Azzopardi, who is representing NGO Repubblika pro bono in its legal bid to force Buttigieg to prosecute those officials, told a court this week that the interminable delays have caused two of the crimes that the Pilatus officials are suspected of committing to become prescribed by law.

Making a false declaration to a public authority and criminal association are both subject to two and five-year prescription periods respectively, meaning people cannot be charged with those crimes after those periods have elapsed from the date of commission.    

Those periods lapsed between June and a few weeks ago, Azzopardi said.

Repubblika has been fighting to have the officials prosecuted for months, and has published excerpts of a magisterial inquiry which ordered that they be criminally charged. That inquiry was concluded in February 2021.

In a radio interview last month, Gafà appeared to pin the blame for a failure to prosecute on Buttigieg. 

"The police investigate and then the decision about prosecuting is taken by the attorney general’s office," Gafà said. 

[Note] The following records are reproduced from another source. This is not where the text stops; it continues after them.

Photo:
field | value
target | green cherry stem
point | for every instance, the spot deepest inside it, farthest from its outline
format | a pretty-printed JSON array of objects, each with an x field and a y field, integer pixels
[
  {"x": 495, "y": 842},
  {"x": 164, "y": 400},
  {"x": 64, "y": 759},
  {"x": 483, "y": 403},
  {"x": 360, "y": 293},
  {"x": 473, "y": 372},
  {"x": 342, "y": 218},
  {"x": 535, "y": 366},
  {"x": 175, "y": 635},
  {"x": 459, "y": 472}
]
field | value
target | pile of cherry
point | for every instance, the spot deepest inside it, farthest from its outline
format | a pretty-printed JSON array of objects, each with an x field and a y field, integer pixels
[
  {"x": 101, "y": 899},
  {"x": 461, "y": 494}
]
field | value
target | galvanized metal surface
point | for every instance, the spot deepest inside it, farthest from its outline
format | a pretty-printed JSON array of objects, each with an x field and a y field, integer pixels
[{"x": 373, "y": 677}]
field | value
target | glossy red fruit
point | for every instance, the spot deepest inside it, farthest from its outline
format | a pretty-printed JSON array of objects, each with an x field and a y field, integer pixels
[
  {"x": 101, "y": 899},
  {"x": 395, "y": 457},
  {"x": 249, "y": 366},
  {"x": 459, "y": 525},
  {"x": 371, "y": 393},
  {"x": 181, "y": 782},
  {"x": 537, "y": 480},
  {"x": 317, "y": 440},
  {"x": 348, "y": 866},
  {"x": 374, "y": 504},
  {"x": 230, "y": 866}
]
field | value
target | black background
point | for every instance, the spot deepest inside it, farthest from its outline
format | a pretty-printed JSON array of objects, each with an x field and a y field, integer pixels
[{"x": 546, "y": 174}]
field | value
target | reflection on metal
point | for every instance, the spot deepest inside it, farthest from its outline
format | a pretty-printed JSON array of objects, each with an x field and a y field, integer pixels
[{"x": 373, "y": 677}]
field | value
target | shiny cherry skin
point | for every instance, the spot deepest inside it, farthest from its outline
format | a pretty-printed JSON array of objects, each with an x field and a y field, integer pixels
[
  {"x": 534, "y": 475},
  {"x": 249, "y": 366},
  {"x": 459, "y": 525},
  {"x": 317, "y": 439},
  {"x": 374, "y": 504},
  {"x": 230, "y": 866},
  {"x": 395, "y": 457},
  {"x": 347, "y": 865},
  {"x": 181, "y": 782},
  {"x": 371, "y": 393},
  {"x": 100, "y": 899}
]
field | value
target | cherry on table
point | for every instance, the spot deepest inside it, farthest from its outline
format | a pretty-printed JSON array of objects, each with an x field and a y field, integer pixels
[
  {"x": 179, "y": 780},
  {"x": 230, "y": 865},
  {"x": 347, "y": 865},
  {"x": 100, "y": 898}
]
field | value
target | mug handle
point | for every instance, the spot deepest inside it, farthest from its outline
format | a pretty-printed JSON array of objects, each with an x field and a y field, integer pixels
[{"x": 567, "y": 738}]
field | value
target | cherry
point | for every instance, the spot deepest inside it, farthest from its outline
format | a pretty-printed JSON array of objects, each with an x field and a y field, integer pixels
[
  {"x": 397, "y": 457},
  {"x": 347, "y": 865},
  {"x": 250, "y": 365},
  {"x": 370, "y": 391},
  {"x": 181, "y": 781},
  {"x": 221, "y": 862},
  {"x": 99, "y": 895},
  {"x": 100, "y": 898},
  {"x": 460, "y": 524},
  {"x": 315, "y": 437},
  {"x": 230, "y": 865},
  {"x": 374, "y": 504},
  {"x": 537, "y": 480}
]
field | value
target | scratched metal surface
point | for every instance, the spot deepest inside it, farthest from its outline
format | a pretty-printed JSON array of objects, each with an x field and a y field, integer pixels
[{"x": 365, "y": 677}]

Two weights, two measures?

Speaking on Saturday, Azzopardi noted that law enforcement had no qualms about charging everyday people with those exact same crimes.

The same went for money laundering offences, he said.

“They immediately charged that Tarxien couple they suspected of cashing people’s welfare checks. And the inspector interrogating a clergy member told him that they suspect him of having ‘unexplained wealth’ because they found brand-name underwear in his drawers.

“So why don’t they use the same measure when people in Castille are seen with €10,000 handbags?” he asked.